Adyen’s payment service offers customer data for both in-person and online sales, unlike rivals Stripe and Square, both of which are based in the United States and are known for supporting brick and mortar retailers. Pieter van der Does, the current CEO, and Arnout Schuijiff founded Adyen in 2006. The pair began their careers in e-commerce in 2000 at Bibit, another Schuijiff-founded electronic payment platform. Van der Does and Schuijiff became billionaires in 2018 as a result of Adyen’s IPO. Van der Does and Schuijiff still have net worths of $1.8 billion and $2.4 billion, respectively, despite the recent decline in fintech stock prices.

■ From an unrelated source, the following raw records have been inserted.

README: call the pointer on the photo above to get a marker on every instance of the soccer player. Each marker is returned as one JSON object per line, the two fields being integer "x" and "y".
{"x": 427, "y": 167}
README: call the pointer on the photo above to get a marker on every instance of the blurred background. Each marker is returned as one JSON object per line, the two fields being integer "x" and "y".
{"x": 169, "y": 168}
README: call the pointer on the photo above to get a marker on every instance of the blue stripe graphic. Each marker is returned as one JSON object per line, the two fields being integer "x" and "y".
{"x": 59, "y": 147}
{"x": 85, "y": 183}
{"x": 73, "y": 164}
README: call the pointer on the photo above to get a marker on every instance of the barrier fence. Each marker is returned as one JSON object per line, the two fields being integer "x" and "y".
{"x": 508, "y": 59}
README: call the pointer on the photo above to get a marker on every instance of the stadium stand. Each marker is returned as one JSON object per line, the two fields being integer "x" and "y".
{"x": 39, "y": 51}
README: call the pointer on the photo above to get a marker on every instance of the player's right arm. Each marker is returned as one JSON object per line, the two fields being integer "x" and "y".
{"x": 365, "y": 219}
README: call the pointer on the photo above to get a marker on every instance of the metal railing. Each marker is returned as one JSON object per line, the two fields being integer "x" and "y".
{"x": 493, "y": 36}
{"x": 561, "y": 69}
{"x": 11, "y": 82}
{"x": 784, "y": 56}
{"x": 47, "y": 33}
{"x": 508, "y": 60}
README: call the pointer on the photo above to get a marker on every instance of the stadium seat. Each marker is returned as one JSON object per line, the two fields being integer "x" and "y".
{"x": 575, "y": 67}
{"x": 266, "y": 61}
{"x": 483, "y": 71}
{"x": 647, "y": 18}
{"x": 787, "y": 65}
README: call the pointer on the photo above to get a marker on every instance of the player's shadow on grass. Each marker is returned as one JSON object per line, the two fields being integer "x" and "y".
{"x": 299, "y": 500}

Adyen processed $516 billion of transactions in 2021, compared to Stripe’s $640 billion, through clients like Uber UBER, Spotify, Levi’s, and eBay. The market capitalization of Adyen, which is listed on EuroNext Amsterdam, is $43.36 billion. Although the company has not completely avoided the downturn in fintech stocks, its revenue has increased at an average rate of 64% over the past three years. At around $13.81, its shares have lost 45 percent of their value so far this year. Competitors have also been impacted by the market selloff. In 2022, Block (formerly Square) has dropped 60%, and PayPal PYPL is down 62%. According to a Wall Street Journal report from earlier today, Stripe reduced its internal valuation to $74 billion. The updated valuation represents a 28% drop from its previous private investor valuation of $95 billion following a funding round of $600 million in March of last year.
Adyen intends to keep gaining momentum in the US despite the more challenging macroeconomic environment. According to Uytdehaage, in 2021, more than 40% of its revenue was generated outside of Europe, with the United States serving as its second-largest market. Additionally, the company is growing its San Francisco and New York offices. According to LinkedIn data, Adyen hired 34 new employees between June and July, defying the trend of tech industry layoffs.
When it comes to processing payments in the United States, “we’re winning more and more domestic names like Dick’s Sporting Goods, for example,” Uytdehaage said. “I believe that is as a result of the innovation we bring, particularly in this unified commerce space. Few businesses—practically none—can actually process both online and in-person payments on the same platform and then combine all the data at the back end. The main advantage for retailers is that.